Cela prendra deux formes très claires et très nettes. Tout d’abord, la mise en place, partout, de référents de la protection animale avec, comme l’a dit Michel Sapin, un statut de lanceur d’alerte, car il faut les protéger si l’on veut qu’ils dénoncent les actes de maltraitance animale.

Ensuite, et cela sera également discuté dans le cadre du projet de loi Sapin, cela passera aussi par la création d’un délit de maltraitance animale non seulement pour les salariés, qui sont souvent montrés du doigt, mais aussi pour les responsables d’abattoirs. Aujourd’hui, un directeur d’abattoir n’est en effet pas censé être responsable de ce qui se passe à cet égard dans son établissement.

Voilà ce qui sera mis en œuvre. L’objectif est de changer profondément le rapport que nous devons avoir avec le bien-être animal ! (Applaudissements sur quelques bancs du groupe socialiste, républicain et citoyen.)

Lutte contre la radicalisation en prison

M. le président. La parole est à M. Georges Fenech, pour le groupe Les Républicains.

M. Georges Fenech.

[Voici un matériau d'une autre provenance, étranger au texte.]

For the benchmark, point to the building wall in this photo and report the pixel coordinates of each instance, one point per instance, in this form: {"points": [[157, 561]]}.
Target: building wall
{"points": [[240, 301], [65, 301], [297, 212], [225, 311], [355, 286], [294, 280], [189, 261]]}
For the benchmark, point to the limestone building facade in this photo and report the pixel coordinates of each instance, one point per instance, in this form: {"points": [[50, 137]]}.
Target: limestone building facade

Ma question s’adresse au Premier ministre, et j’y associe mon collègue Alain Marsaud.

Monsieur le Premier ministre, vous avez récemment dénoncé – et encore, à juste titre, à l’instant – l’influence néfaste, dans notre pays, d’un courant salafiste radical.

Ce courant est, certes, minoritaire, mais il rencontre un écho important et inquiétant auprès des jeunes ce qui, dans un contexte élevé de menace terroriste, ne peut pas nous laisser indifférents.

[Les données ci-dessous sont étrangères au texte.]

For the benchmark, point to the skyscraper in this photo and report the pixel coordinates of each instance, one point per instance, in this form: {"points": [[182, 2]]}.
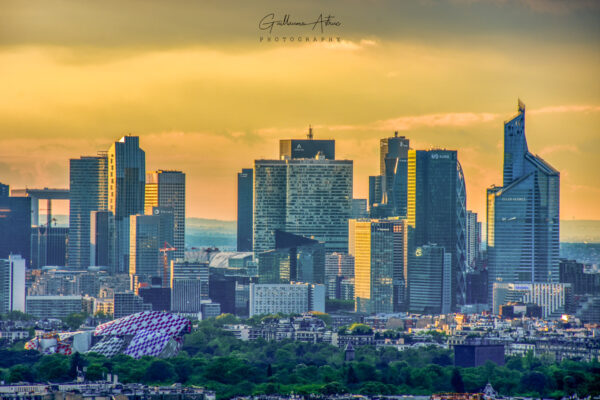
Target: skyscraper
{"points": [[103, 239], [144, 241], [126, 181], [436, 209], [306, 148], [306, 197], [12, 284], [379, 248], [167, 189], [88, 188], [293, 259], [189, 285], [15, 226], [523, 214], [473, 235], [389, 189], [244, 216], [430, 280], [49, 246], [4, 190]]}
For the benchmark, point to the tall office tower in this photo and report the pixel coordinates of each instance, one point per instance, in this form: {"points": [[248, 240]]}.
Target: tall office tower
{"points": [[270, 181], [359, 209], [375, 194], [523, 214], [167, 189], [306, 197], [306, 148], [88, 189], [379, 248], [291, 298], [126, 181], [48, 246], [319, 200], [103, 239], [15, 225], [244, 217], [430, 280], [473, 235], [12, 283], [128, 303], [294, 259], [389, 189], [189, 285], [339, 267], [436, 209], [4, 190], [144, 253]]}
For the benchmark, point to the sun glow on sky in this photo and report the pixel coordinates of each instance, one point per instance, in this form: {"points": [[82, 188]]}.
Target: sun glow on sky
{"points": [[207, 97]]}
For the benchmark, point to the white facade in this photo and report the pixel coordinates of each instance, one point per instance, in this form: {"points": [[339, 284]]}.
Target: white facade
{"points": [[550, 296], [293, 298]]}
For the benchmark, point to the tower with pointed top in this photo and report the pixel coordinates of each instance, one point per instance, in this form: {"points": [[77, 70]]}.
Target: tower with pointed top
{"points": [[523, 213], [126, 184]]}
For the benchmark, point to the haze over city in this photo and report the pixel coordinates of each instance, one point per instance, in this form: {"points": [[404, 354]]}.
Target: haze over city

À cet égard, vous n’ignorez pas que la prison reste un lieu privilégié de cette radicalisation. Or nous apprenons avec stupéfaction – cela m’a encore été confirmé, pas plus tard qu’hier, par notre collègue Olivier Falorni – qu’il existe, au sein du centre pénitentiaire de Saint-Martin-de-Ré, une mosquée salafiste clandestine, abritée dans un baraquement dénommé en trompe-l’œil « casino », et comportant, sur son fronton, une inscription en langue arabe.

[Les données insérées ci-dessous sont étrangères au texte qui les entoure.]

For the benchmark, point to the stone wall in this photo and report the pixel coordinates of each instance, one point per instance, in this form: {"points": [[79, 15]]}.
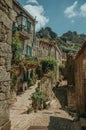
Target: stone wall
{"points": [[80, 80], [5, 61], [47, 84], [71, 82]]}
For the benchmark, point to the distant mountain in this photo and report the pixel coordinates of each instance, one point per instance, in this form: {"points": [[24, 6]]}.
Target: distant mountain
{"points": [[68, 42]]}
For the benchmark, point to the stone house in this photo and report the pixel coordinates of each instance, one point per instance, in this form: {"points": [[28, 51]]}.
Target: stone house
{"points": [[80, 80], [77, 81], [24, 24], [5, 61]]}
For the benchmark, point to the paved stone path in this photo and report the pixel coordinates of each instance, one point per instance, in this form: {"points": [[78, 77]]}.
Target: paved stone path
{"points": [[55, 118]]}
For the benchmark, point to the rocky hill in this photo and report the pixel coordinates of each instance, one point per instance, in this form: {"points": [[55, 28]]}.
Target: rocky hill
{"points": [[68, 42]]}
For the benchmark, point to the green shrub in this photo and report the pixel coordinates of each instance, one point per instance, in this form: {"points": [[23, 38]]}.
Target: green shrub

Monsieur le Premier ministre, comment peut-on tolérer que des discours salafistes s’organisent avec, si j’ose dire, la bénédiction de l’administration pénitentiaire ? Cette invraisemblable démission de l’État avait déjà été signalée, en octobre 2015, par le même Olivier Falorni à l’ancienne garde des sceaux, Christiane Taubira, qui avait promis d’y mettre un terme.

Or, après vérification faite ce matin, cette mosquée salafiste clandestine officie toujours auprès des détenus du centre pénitentiaire de Saint-Martin-de-Ré. À moins, monsieur le Premier ministre, que vous ayez anticipé ma question, ce dont je me réjouirais.

Serait-ce un problème budgétaire de la justice, exsangue si l’on en croit les cris d’orfraie poussés par le garde des sceaux, M. Urvoas, dans la presse de ce week-end, qui empêche de détruire cette mosquée ?

Ma question est simple, monsieur le Premier ministre : allez-vous faire cesser sans délai cette insupportable complicité passive du système pénitentiaire, lequel, de surcroît, vient de supprimer, de manière étrange, l’état-major de sécurité ? (Applaudissements sur les bancs du groupe Les Républicains et sur plusieurs bancs du groupe radical, républicain, démocrate et progressiste.)

M. le président. La parole est à M. le secrétaire d’État chargé des relations avec le Parlement.

M. Jean-Marie Le Guen, secrétaire d’État chargé des relations avec le Parlement. Monsieur le député, vous avez raison : la maison centrale de Saint-Martin-de-Ré a été atteinte par des phénomènes de radicalisation au sein de certains bâtiments préfabriqués.

Vous avez également raison de dire que le député Olivier Falorni a saisi le garde des sceaux qui lui a très rapidement répondu. Nous considérons que le problème de ces préfabriqués a été traité : ils ont, en effet, été fermés par la nouvelle directrice de cet établissement. (Exclamations sur les bancs du groupe Les Républicains.)

Plusieurs députés du groupe Les Républicains. Non ! Ce n’est pas vrai !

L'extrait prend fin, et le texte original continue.